Мужчина у писсуара ретировался, не вымыв руки. Я последовал за ним. Расталкивая пациентов и сотрудников, спустился по главной лестнице. Преодолел лабиринт приемного покоя и снова ступил на лестницу. Лампы замигали, свет потускнел. Погас.
Я нащупал перила и вздрогнул.
Откуда-то шел сильный химический запах, и, кажется, кто-то спускался по лестнице. Сердце чуть не выпрыгивало из груди. Повеяло прохладой. Кто-то прошел мимо меня. Лампы снова зажглись. Я обернулся и увидел тощую в зеленом худи. Сначала она шла, потом побежала вниз по лестнице.
— Эй! — позвал я ее и вздрогнул, когда завыла пожарная сирена.
В узком пространстве лестничного пролета вой отдавался в висках, словно звук пневматической дрели. Я закрыл уши руками, помчался вверх по лестнице. Распахнул дверь на этаж и сразу понял, что что-то не так, потому что Ренника на посту не оказалось. Сквозь вой сирены его было не дозваться. Я бросился к посту охраны, заглянул за конторку и отпрянул. Констебль лежал на полу, схватившись за шею. Сквозь пальцы струилась кровь, булькала в горле и пузырилась на губах, не давая вздохнуть.
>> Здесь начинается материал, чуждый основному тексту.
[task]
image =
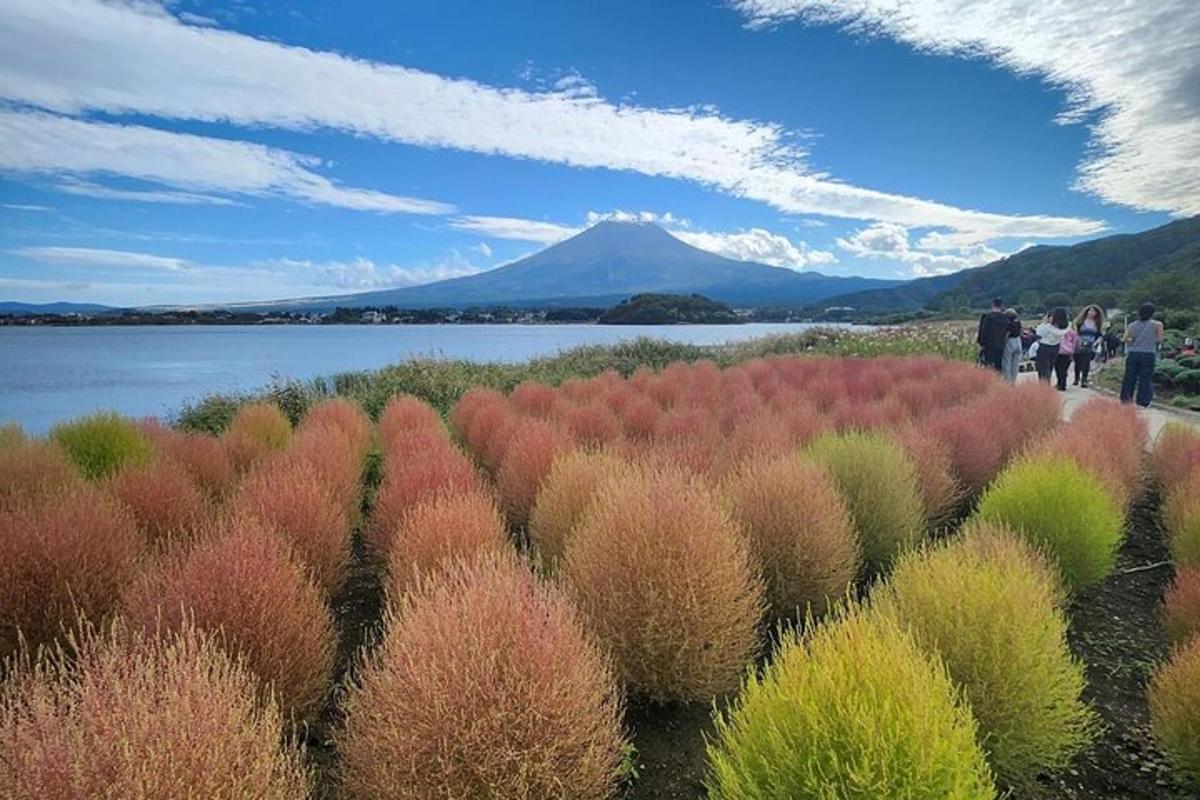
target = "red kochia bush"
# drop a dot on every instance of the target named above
(33, 470)
(439, 468)
(1181, 607)
(527, 462)
(163, 499)
(288, 497)
(244, 585)
(799, 531)
(133, 716)
(484, 686)
(439, 530)
(664, 576)
(70, 554)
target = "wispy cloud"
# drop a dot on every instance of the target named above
(96, 257)
(39, 143)
(78, 55)
(1135, 65)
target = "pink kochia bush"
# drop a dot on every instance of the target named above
(136, 716)
(438, 531)
(664, 576)
(484, 686)
(244, 585)
(288, 497)
(66, 557)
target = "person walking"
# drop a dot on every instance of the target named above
(993, 335)
(1143, 338)
(1090, 325)
(1011, 361)
(1067, 348)
(1049, 338)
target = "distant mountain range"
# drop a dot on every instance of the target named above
(605, 264)
(1101, 264)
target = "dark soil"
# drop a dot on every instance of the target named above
(1114, 627)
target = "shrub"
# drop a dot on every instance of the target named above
(102, 443)
(1181, 607)
(879, 485)
(661, 573)
(484, 685)
(1175, 709)
(346, 416)
(439, 530)
(289, 499)
(31, 471)
(438, 469)
(165, 500)
(167, 719)
(244, 585)
(66, 557)
(799, 529)
(527, 461)
(991, 608)
(1060, 507)
(263, 423)
(574, 480)
(1176, 455)
(1181, 513)
(856, 710)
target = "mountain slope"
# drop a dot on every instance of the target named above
(609, 263)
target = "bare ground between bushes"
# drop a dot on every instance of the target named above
(1114, 629)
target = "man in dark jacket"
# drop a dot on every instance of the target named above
(993, 335)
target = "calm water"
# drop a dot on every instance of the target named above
(48, 374)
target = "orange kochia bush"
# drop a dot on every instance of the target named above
(143, 716)
(799, 529)
(243, 583)
(69, 555)
(484, 686)
(664, 576)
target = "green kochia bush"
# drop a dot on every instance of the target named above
(1062, 509)
(102, 443)
(855, 711)
(989, 606)
(879, 485)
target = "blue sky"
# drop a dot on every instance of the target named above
(195, 151)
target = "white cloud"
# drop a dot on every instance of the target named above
(885, 240)
(1135, 64)
(757, 245)
(96, 257)
(124, 58)
(515, 228)
(33, 142)
(88, 188)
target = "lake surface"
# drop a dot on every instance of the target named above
(49, 374)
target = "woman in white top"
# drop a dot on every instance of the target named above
(1049, 338)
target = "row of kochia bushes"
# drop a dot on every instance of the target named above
(659, 572)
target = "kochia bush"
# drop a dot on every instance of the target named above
(990, 607)
(879, 485)
(573, 482)
(1060, 507)
(102, 443)
(484, 686)
(66, 557)
(855, 710)
(661, 573)
(799, 530)
(438, 531)
(244, 585)
(1181, 606)
(133, 716)
(1175, 710)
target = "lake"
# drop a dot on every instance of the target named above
(48, 374)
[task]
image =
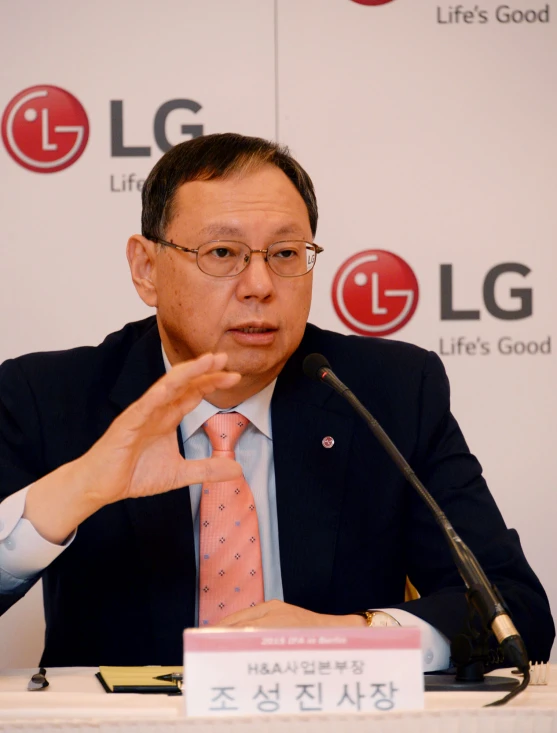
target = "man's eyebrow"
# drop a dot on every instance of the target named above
(219, 231)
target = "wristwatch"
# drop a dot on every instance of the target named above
(378, 618)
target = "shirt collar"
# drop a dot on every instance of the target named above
(257, 409)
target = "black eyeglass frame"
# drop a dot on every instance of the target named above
(317, 249)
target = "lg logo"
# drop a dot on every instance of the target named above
(523, 296)
(45, 129)
(375, 293)
(119, 150)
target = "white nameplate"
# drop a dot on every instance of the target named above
(284, 671)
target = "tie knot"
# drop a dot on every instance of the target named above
(224, 429)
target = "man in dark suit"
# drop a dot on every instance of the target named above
(88, 441)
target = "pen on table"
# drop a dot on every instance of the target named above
(172, 677)
(38, 681)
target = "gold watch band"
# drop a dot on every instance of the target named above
(370, 616)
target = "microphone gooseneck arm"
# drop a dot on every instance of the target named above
(484, 596)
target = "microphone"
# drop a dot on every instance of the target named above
(484, 596)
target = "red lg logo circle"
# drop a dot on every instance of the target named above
(45, 129)
(375, 293)
(372, 2)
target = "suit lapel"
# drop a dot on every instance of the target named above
(309, 482)
(162, 524)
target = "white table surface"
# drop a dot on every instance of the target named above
(75, 701)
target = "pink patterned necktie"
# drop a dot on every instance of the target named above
(230, 570)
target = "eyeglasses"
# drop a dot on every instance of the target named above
(222, 258)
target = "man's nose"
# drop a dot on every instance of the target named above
(256, 280)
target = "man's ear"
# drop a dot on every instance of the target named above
(141, 253)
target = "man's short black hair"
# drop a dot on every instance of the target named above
(215, 156)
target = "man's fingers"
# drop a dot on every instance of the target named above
(182, 388)
(245, 617)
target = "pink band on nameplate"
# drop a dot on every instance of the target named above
(223, 640)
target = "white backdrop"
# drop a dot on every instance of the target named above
(427, 138)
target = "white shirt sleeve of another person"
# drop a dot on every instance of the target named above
(23, 552)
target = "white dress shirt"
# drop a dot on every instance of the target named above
(24, 553)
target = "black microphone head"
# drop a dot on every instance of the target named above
(313, 364)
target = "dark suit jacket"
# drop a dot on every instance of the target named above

Неожиданно из палаты Вика выскочил Сатти, охваченный пламенем, и заметался, натыкаясь на стены. По коридору прокатилась волна жара. Очнувшись от ступора, я сорвал со стены огнетушитель и принялся поливать Сатти. Он покатился по полу, сбивая с себя пламя. Включилась система пожаротушения, нас обоих залило водой. Огонь наконец погас.
Я пробрался мимо напарника в палату Вика, и в нос мне с ходу ударил смрад.
Почерневший Вик дергался в ремнях на все еще тлеющей койке. Я стал заливать его пеной из огнетушителя. Огонь потух, но осталась вонь горелой кожи и паленых волос. Я уткнулся носом в сгиб локтя. Хотел уйти, но еще живой Вик пытался привлечь мое внимание сквозь вой сигнализации.
Я подошел к нему, закрыл глаза и наклонился поближе.
— Не я, — произнес он.
От него исходил жар.
— Я знаю, Мартин…
— Не это, — быстро проговорил он.
Я посмотрел в черные глаза на обгорелом, покрытом волдырями лице. В них светился гнев.
— Муры, — прошептал он.
Кожа вокруг его рта треснула, он принялся бить меня кулаком в грудь. Возможно, говорил что-то еще, но сигнализация орала отовсюду. Вскоре он обмяк на догорающей кровати. Проверять пульс уже не было необходимости.
Шатаясь, я вышел из палаты. Обалделый, промокший до нитки. Сатти дополз до Ренника и пытался руками остановить кровотечение из его шеи.
Вода на полу окрашивалась в алый цвет.
Я ринулся мимо них, на лестницу. Тремя этажами ниже мелькнула убегающая фигура. Я погнался за ней, перепрыгивая через ступени, поскальзываясь в мокрых ботинках, делая виражи на лестничных площадках.
В лестничный пролет виднелись еще силуэты внизу, а когда я сбежал на этаж ниже, дверь рядом распахнулась.
Толпа хлынула на улицу через пожарные выходы.
Сначала я еще видел убегающую девицу, но спустя несколько мгновений понял, что упустил ее. Я проталкивался сквозь толпу и орал, чтобы меня пропустили, но все равно добрался до первого этажа только через несколько минут. У выхода на меня смотрели с отвращением и изумлением. Видели потеки крови у меня на руках, на лице и на рубашке — свежие, влажные от воды. Я взобрался сначала на капот, а потом на крышу «скорой» и вгляделся в парковку, освещенную рассеянным светом натриевых фонарей.